A tattoo! That's the answer. (Stop it now - don't be flippant).
So I ask myself: how will you not forget? How can you blame the others if you don't even remember to finger-point? It's quite possible people 'out there' are keeping an eye out, on my behalf. As a member of the un-involved masses, I'm going to try and change my own state of ignorance.
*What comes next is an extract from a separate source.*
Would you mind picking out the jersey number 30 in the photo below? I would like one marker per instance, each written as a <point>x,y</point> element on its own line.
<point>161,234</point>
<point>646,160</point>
People have been saying: "we will not forget", "We will be there every week". I hope they do. But I find it hard to believe they will, and cross a certain critical threshold. Unless their lives change fundamentally in order to accomodate this zeal. It's hard to be that possessive about anger. So all I, inert participant with the limited means at my disposal, will try to do is this: each month's 26th, I will write a short post on this blog, summarising all that I will have read and tracked about in that month about what is happening re: the November attacks. I'll also try to note what the others, who have promised to remember, have done. I have no idea where I'll begin, for I have no capacity for primary research here. Perhaps on most occasions, I will only announce, yet again, my failure to do even this simple task. But I will try. If this menial task is beyond me, why speak of loftier goals?
The day in 1949 the Constitution of India was passed? Nope.
For me, 'terrorism' could be anything that scares me out of conducting my life in a reasonably independent manner. In essence, rioters, dangerous traffic conditions, gun-toting extremists, do all this. Of course, one is unlike another, and for most people, an external threat is more dangerous, with a bigger outcry. If the people of Bombay could show us how to tackle big demons, perhaps we little cousins might summon up the initiative to take on our lesser evils.
Back to the idea of Bombay. Cities change over a period of time, but Bombay's ideas have been steadfast. Others in the country seem to be (regrettably) leaving behind their own ideas and copying some of Bombay's. But all the more reason to nurture the original, for who knows what will take its place if that idea goes missing.
Finally, I'm not from Bombay. But there must be some traces of it in me. I was born in Bombay. On the 26th of November. The latest entrant to a list of dates that will live in infamy. But forever? Hopefully, some day we won't need to rememeber.